I recommend looking at Intel (520 and 330 series), Corsair (not sure about their current lineup, but they do make good drives), Samsung (840/830) and Kingston (HyperX I think).
As for size, only you know your needs, but I would recommend either a 120 Gig or a 240 Gig drive. The drives smaller than 120 GB are usually not much cheaper, so price/size is quite a bit worse on those. And as long as you don't need massive storage, something larger than 240 rarely makes sense since it's quite expensive.
Of course you can still use your old drive for data. I'm assuming you're using Windows? What you need to do is:
- Install your SSD, leave your old HDD untouched
- Boot from install medium and install new OS on SSD (make sure you don't accidentally overwrite your HDD!).
- Configure BIOS to boot from SSD (there's usually an option called something like "Boot Drive Order" or something similar. Put your new SSD in first place on that list).
- Boot into Windows, and you should have two drives. The operating system drive (C: ) should be your new SSD, and the next drive (D: should be your old disk.
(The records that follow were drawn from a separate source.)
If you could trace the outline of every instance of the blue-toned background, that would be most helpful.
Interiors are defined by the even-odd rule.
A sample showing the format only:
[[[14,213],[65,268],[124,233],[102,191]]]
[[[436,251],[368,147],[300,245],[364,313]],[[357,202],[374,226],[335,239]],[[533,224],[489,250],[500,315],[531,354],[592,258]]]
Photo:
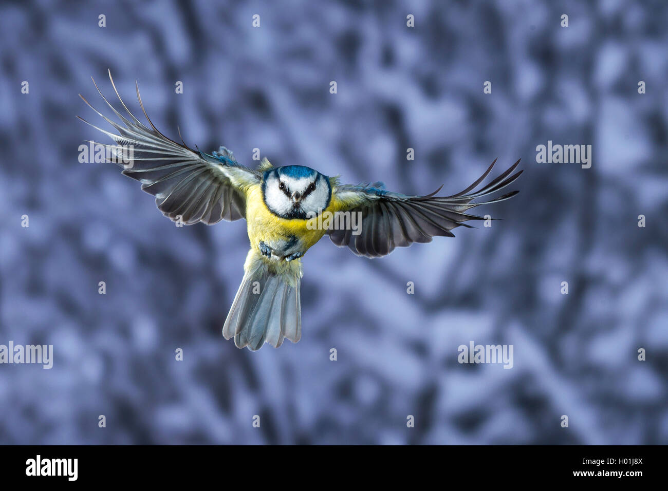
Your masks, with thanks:
[[[667,21],[621,0],[3,2],[0,344],[55,353],[0,365],[0,443],[668,443]],[[451,194],[522,158],[521,192],[382,259],[323,238],[302,340],[239,350],[245,222],[176,228],[78,162],[111,142],[75,118],[106,128],[77,94],[111,116],[108,68],[167,136],[248,165]],[[548,140],[593,145],[591,168],[537,164]],[[514,367],[459,364],[471,340]]]

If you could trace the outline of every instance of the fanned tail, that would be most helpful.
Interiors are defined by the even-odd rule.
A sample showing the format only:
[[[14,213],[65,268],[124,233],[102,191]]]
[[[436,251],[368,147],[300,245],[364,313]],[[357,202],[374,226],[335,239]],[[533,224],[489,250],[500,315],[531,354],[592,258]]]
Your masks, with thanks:
[[[238,348],[255,351],[269,343],[274,347],[287,338],[301,338],[299,287],[301,265],[265,259],[251,249],[244,265],[245,274],[227,315],[222,335],[234,337]]]

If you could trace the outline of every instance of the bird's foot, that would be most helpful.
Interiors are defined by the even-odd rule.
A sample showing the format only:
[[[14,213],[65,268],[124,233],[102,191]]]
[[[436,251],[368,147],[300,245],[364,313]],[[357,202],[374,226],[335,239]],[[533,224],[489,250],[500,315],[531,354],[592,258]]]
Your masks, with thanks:
[[[265,244],[264,241],[260,240],[259,247],[260,248],[260,253],[263,256],[267,256],[267,257],[271,257],[271,252],[272,252],[271,248],[269,247],[269,246],[268,246],[267,244]]]
[[[293,261],[295,259],[297,259],[301,257],[303,255],[304,255],[304,253],[302,253],[302,252],[293,253],[289,256],[286,256],[285,257],[285,261]]]

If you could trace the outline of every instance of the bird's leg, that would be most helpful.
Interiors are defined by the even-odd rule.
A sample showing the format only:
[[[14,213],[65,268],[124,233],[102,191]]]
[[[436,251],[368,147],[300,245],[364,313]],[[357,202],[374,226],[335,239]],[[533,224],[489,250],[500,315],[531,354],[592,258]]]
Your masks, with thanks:
[[[260,243],[258,244],[260,249],[260,253],[263,256],[267,256],[267,257],[271,257],[271,253],[273,249],[269,247],[267,244],[265,243],[264,240],[260,240]]]

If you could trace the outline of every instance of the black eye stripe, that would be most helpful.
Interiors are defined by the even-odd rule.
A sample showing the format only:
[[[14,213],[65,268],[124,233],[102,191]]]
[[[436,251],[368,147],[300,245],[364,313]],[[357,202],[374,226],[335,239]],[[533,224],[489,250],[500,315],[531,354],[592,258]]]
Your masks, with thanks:
[[[283,192],[288,198],[290,198],[290,191],[288,190],[288,186],[285,185],[285,183],[283,181],[279,181],[279,189]]]

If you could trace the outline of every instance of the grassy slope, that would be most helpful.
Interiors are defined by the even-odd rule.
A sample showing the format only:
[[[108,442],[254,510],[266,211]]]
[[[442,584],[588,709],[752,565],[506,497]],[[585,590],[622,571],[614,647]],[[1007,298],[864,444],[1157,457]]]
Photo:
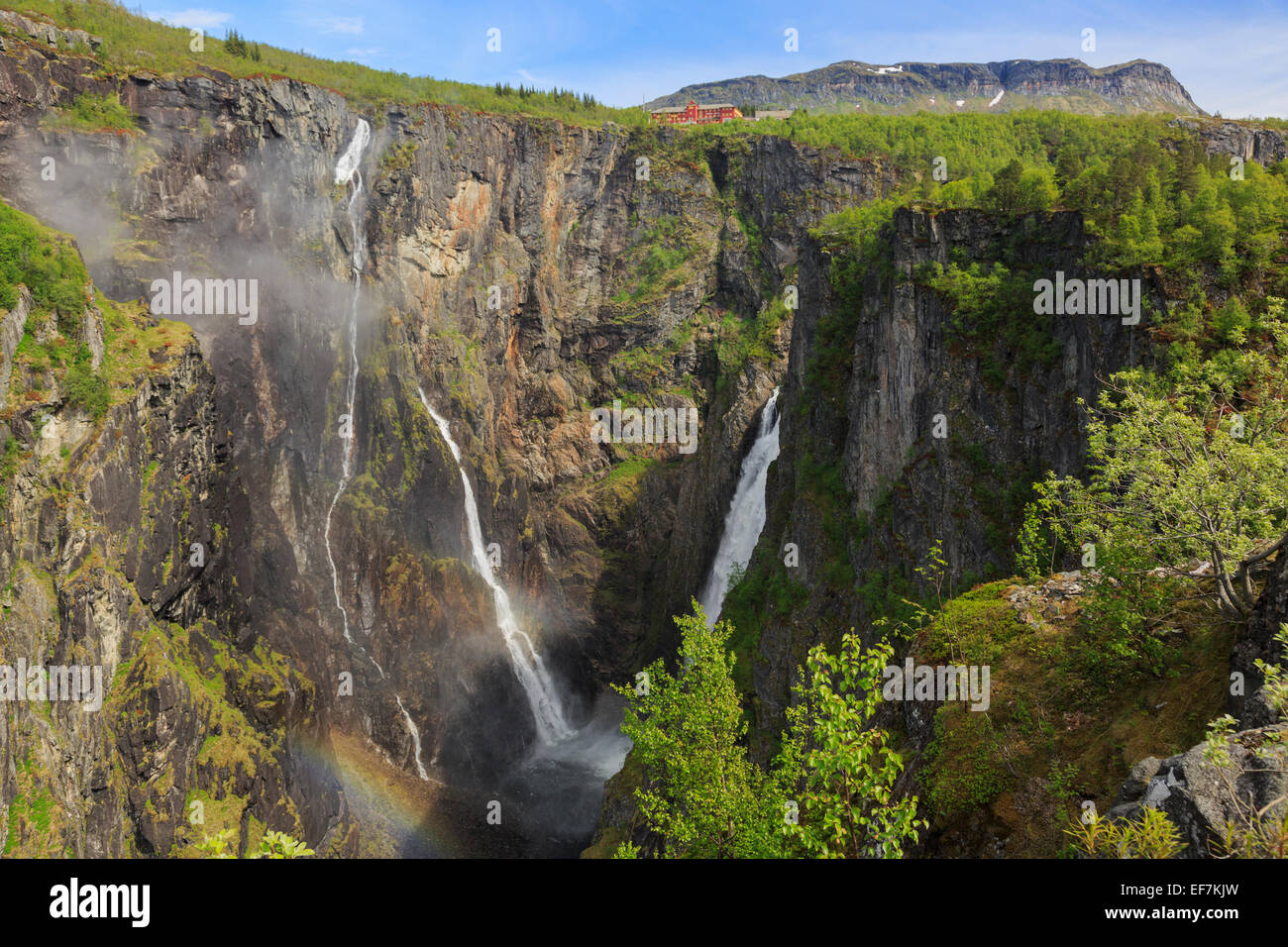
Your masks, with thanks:
[[[1009,857],[1060,854],[1081,800],[1108,812],[1133,763],[1188,750],[1224,713],[1235,629],[1204,599],[1157,624],[1158,667],[1108,679],[1081,600],[1057,600],[1059,615],[1028,608],[1029,624],[1009,600],[1016,588],[992,582],[949,600],[912,646],[917,664],[990,667],[987,711],[951,703],[935,715],[918,791],[936,854],[978,854],[998,835]]]
[[[516,91],[498,94],[496,89],[408,76],[404,72],[372,70],[352,62],[332,62],[304,53],[251,43],[258,48],[259,59],[228,52],[223,40],[204,39],[204,49],[193,52],[191,31],[171,27],[130,13],[124,6],[104,0],[86,0],[64,4],[52,0],[22,0],[4,4],[28,17],[45,19],[63,28],[85,30],[103,37],[103,45],[94,58],[112,73],[124,75],[151,71],[162,75],[191,75],[204,68],[215,68],[233,76],[287,76],[326,89],[334,89],[357,106],[377,107],[390,102],[435,102],[464,106],[488,112],[527,113],[563,119],[573,124],[599,125],[603,121],[643,124],[647,120],[639,110],[609,108],[586,102],[572,93],[532,93],[520,97]],[[88,49],[79,50],[90,55]]]

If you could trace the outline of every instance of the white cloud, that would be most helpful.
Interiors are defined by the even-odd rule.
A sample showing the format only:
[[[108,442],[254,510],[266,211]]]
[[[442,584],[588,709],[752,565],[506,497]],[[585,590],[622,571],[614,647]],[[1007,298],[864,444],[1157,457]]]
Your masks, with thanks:
[[[185,26],[189,30],[216,30],[233,18],[231,13],[194,6],[185,10],[152,10],[147,12],[147,15],[170,26]]]
[[[349,33],[350,36],[362,36],[363,30],[362,17],[325,17],[314,19],[313,26],[325,33]]]

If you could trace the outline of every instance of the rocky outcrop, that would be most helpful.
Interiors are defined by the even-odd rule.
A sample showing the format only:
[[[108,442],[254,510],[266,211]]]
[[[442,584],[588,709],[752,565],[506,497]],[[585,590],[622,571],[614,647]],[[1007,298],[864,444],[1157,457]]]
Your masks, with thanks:
[[[1132,821],[1145,807],[1159,809],[1185,844],[1181,857],[1226,857],[1227,826],[1283,822],[1288,770],[1282,749],[1274,747],[1284,740],[1282,725],[1257,728],[1222,741],[1225,759],[1208,759],[1206,743],[1162,761],[1144,759],[1132,767],[1108,814]],[[1271,750],[1270,759],[1261,755],[1265,750]]]
[[[84,46],[97,53],[98,48],[103,45],[102,36],[94,36],[84,30],[64,30],[43,19],[23,17],[13,10],[0,10],[0,31],[26,40],[35,40],[50,49]],[[0,44],[3,43],[4,40],[0,37]],[[5,49],[5,46],[0,45],[0,49]]]
[[[689,99],[848,112],[873,103],[908,112],[1037,107],[1092,113],[1203,115],[1166,66],[1144,59],[1103,68],[1078,59],[891,66],[848,61],[782,79],[743,76],[688,85],[649,102],[648,107],[683,106]]]
[[[808,647],[866,627],[881,595],[898,602],[900,589],[920,584],[913,568],[935,541],[949,576],[1009,571],[998,537],[1014,535],[1020,513],[1007,506],[1009,484],[1081,470],[1077,399],[1094,401],[1099,379],[1149,349],[1140,326],[1106,316],[1056,318],[1055,354],[1036,361],[1011,327],[1010,341],[954,341],[949,309],[918,273],[953,259],[990,265],[1015,232],[1025,240],[1012,269],[1086,276],[1082,219],[1066,211],[1030,216],[1018,231],[981,211],[896,211],[887,265],[868,267],[849,298],[833,290],[817,249],[801,254],[783,396],[791,423],[781,437],[783,457],[809,463],[770,468],[769,519],[752,560],[797,589],[793,607],[768,616],[753,665],[766,732],[782,728]],[[1162,307],[1160,290],[1148,278],[1144,286]],[[824,370],[844,396],[819,397],[810,379]],[[800,550],[796,567],[775,562],[787,544]]]
[[[1177,119],[1177,128],[1198,134],[1208,155],[1230,155],[1244,161],[1256,161],[1269,167],[1288,157],[1288,142],[1278,129],[1260,128],[1243,121]]]
[[[344,850],[343,800],[299,760],[326,738],[314,684],[233,631],[240,528],[214,379],[191,339],[149,358],[102,420],[19,385],[0,421],[13,446],[0,653],[85,669],[97,694],[46,703],[10,688],[5,854],[179,854],[224,828],[254,844],[265,827]]]
[[[504,770],[532,724],[417,388],[451,421],[498,576],[576,719],[607,680],[670,651],[659,603],[680,611],[701,588],[748,432],[783,378],[795,313],[782,299],[808,228],[893,183],[778,138],[694,152],[674,133],[435,106],[359,116],[290,80],[112,77],[23,43],[0,55],[0,189],[81,234],[109,295],[148,298],[174,271],[259,281],[255,325],[184,316],[215,378],[227,555],[196,590],[142,555],[144,584],[314,682],[292,740],[340,725],[416,772],[401,698],[424,763],[464,782]],[[41,122],[82,93],[117,95],[137,129]],[[330,531],[350,644],[323,531],[353,301],[334,166],[359,117],[374,131],[354,206],[368,249],[355,475]],[[46,156],[57,182],[31,174]],[[590,408],[617,398],[697,410],[697,451],[595,443]],[[352,693],[337,685],[350,674]],[[309,840],[323,837],[337,818],[326,787],[295,789],[316,799]]]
- Clean up your old disk (the old OS is still installed on that, as are all your old programs and such). Ideally, you'll probably want to temporarily transfer your data to a third drive (or if there's enough room, to the SSD), format the old HDD and copy the data back.
- This assumes: That you are using only two drives (your current HDD and your new SSD) and that you'll have all the proper rights to access the data on your old HDD.
Regarding the
access rights: I haven't used Windows in a long time, so something might have changed in that regard. It might be possible that the OS you've installed on the new SSD won't get access to the data on the old HDD because it does not have the proper rights. But somebody else will have to clarify that, I'm not enough up to speed anymore.
But the rest of my points should work as intended I think (it doesn't contain every single detail of course, but the most important points).